Mistakes or accidental data deletions can sometimes happen on a productive MariaDB Galera Cluster and this can be disastrous.
There are so many cases I have heard by customers and hereafter are some of the most common:
– dropping one column of a table
– dropping one table
– updating a big table without a where clause
What if it was possible to restore online a subset of data without downtime?
Restoring & recovering using either mysqldump or mariabackup is not satisfying when you have just to recover a subset of data.
In both case, there will be a downtime and it will be a very long process.
– with mysqldump: you will have first to stop the application, restore the latest Full backup and then apply all the binary logs until the guilty command.

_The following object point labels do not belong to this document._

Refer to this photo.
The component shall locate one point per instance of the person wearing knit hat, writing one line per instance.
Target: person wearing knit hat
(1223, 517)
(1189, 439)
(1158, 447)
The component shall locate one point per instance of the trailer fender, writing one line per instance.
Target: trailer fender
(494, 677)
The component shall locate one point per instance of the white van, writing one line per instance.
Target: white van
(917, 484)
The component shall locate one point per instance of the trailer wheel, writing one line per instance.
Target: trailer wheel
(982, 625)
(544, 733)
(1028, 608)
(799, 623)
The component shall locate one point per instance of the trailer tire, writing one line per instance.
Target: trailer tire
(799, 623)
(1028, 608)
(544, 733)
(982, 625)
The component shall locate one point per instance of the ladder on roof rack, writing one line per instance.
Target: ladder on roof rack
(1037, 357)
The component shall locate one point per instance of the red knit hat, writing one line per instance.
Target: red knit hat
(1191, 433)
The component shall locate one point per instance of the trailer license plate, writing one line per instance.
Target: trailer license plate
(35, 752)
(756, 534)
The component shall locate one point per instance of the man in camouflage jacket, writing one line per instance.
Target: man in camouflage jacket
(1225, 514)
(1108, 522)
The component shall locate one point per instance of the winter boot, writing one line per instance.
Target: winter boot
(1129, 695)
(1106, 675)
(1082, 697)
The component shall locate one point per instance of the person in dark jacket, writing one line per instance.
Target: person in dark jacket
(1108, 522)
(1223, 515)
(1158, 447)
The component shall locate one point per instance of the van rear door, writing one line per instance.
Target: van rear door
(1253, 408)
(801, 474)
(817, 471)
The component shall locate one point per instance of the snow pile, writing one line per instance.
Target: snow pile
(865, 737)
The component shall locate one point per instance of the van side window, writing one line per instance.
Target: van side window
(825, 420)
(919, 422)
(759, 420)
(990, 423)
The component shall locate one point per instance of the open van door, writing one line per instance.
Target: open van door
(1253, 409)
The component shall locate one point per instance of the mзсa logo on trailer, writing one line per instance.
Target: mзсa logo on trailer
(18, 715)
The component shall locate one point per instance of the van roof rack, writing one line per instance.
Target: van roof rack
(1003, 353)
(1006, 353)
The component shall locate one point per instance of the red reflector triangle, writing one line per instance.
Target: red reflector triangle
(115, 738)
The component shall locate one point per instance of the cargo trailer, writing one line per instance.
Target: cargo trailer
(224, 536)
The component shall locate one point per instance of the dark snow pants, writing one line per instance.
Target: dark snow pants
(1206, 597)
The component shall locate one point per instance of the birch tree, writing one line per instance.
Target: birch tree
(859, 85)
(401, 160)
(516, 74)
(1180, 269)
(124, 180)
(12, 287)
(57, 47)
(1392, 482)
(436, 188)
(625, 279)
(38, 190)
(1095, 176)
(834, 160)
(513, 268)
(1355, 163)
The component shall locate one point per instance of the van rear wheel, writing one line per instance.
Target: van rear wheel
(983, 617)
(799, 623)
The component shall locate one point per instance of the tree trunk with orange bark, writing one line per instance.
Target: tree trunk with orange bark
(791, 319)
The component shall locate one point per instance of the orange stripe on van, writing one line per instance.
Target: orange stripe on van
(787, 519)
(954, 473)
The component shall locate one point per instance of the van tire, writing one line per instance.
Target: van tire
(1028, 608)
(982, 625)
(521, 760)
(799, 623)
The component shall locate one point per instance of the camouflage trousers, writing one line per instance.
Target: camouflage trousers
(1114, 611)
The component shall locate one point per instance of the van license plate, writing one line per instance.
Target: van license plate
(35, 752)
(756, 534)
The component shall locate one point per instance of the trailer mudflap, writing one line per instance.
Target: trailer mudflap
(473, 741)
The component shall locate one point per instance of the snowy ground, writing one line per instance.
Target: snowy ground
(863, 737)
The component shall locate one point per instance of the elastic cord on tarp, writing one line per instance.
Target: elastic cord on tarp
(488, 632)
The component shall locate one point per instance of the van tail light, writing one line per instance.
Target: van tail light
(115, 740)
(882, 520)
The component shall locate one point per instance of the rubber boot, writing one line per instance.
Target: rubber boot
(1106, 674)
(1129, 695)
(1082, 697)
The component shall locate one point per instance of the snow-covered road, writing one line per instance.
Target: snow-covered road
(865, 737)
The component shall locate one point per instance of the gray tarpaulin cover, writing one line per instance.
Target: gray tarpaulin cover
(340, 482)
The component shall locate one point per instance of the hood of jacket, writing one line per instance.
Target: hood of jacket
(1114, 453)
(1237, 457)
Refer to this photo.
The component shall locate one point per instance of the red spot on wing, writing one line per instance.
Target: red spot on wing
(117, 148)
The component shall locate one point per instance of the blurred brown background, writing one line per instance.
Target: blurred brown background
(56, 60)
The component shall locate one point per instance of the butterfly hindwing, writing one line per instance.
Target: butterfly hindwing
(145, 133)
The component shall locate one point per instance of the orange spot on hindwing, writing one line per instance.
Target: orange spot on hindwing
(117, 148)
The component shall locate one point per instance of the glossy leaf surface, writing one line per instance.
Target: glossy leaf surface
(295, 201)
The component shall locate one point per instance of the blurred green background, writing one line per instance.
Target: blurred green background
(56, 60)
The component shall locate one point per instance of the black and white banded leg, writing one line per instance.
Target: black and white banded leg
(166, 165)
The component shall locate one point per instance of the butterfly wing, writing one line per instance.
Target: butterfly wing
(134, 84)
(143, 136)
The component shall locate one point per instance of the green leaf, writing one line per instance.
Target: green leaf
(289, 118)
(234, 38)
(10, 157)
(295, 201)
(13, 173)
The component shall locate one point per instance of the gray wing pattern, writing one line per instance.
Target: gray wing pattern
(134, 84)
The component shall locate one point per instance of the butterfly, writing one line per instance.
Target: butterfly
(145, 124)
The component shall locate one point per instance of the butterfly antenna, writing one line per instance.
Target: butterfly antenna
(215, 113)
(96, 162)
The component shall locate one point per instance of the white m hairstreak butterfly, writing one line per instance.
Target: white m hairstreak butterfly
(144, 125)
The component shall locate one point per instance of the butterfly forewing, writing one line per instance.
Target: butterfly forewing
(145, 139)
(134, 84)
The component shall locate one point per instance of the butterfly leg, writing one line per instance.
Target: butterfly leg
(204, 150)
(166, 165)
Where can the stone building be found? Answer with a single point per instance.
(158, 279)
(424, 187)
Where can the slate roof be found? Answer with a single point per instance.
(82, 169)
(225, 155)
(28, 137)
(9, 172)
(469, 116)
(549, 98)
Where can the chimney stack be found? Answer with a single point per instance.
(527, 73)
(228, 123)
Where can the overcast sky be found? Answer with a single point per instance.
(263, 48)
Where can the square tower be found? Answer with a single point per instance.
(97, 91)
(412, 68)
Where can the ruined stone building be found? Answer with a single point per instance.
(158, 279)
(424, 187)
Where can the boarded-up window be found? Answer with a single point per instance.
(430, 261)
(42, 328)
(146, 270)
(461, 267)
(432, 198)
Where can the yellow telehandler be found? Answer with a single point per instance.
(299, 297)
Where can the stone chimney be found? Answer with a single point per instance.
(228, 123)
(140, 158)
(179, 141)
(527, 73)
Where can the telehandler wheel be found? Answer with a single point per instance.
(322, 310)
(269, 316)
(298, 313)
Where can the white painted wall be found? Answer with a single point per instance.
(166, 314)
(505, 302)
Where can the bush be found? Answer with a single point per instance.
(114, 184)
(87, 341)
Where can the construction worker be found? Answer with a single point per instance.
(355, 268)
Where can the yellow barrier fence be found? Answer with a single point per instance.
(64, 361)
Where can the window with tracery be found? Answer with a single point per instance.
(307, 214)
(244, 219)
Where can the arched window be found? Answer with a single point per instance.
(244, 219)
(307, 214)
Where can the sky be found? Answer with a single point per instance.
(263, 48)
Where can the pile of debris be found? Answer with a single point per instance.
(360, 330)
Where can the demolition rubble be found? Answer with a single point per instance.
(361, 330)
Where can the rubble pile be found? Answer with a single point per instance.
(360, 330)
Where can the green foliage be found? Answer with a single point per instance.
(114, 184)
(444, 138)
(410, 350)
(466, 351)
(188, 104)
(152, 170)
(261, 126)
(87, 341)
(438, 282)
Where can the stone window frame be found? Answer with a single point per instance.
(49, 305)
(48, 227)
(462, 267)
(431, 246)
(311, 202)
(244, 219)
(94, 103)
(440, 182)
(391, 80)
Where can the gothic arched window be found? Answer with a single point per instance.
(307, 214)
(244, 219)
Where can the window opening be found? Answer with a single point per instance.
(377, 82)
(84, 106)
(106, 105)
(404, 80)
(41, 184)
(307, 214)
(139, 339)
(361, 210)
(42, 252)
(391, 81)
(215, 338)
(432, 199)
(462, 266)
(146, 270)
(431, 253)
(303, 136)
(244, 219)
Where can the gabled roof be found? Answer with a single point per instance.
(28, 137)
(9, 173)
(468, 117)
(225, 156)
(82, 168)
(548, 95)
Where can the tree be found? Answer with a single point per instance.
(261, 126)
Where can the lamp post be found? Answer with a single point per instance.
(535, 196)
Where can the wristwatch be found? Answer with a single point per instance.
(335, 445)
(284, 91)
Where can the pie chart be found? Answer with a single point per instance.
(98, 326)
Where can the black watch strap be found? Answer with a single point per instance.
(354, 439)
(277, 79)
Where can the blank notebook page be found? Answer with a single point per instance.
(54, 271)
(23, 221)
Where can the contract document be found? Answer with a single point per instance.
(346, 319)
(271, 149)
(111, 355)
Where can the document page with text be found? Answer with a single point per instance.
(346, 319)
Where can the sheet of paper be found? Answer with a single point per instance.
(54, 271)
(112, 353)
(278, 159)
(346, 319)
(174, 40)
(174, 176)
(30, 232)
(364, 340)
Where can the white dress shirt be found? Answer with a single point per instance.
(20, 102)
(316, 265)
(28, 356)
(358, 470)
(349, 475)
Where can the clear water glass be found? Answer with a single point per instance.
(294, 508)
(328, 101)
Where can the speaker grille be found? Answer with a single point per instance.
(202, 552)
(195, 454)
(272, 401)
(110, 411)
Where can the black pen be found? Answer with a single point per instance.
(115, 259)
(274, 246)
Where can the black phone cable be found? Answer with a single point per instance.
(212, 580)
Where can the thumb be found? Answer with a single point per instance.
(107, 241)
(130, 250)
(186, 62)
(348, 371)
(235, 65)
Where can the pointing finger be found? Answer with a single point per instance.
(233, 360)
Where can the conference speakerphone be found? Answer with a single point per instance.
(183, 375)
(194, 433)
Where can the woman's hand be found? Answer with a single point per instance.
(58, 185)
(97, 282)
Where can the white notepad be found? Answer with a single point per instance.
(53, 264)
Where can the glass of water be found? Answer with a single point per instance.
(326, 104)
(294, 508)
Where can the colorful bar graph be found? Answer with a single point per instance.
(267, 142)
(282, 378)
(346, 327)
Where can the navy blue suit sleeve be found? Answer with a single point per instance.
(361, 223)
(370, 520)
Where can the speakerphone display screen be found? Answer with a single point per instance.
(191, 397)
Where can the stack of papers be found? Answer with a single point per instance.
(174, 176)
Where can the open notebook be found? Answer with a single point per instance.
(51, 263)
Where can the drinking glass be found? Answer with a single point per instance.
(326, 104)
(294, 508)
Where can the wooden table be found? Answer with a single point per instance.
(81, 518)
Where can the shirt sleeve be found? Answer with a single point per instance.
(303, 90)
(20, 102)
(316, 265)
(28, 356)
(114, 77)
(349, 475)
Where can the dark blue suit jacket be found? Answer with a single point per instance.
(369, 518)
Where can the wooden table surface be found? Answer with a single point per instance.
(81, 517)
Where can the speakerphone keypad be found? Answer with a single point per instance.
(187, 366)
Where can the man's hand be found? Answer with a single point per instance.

– with mariabackup, you will also have to stop the application but additionally the cluster, then restore the latest Full backup on one node, restart the cluster (galera_new_cluster), apply all the binary logs and finally restart the other members in order to be synchronized.
Having a test server where you can restore/recover a logical backup can help, you just have then to export the needed data, copy them on the productive host and reload them but still, it will take a lot of time.
MariaDB Galera Cluster preparation
“On a souvent besoin d’un plus petit que soi” was saying Jean de La Fontaine in his fable: Le lion et le rat
Let’s use this proverb to implement this solution, we will need some help from Docker.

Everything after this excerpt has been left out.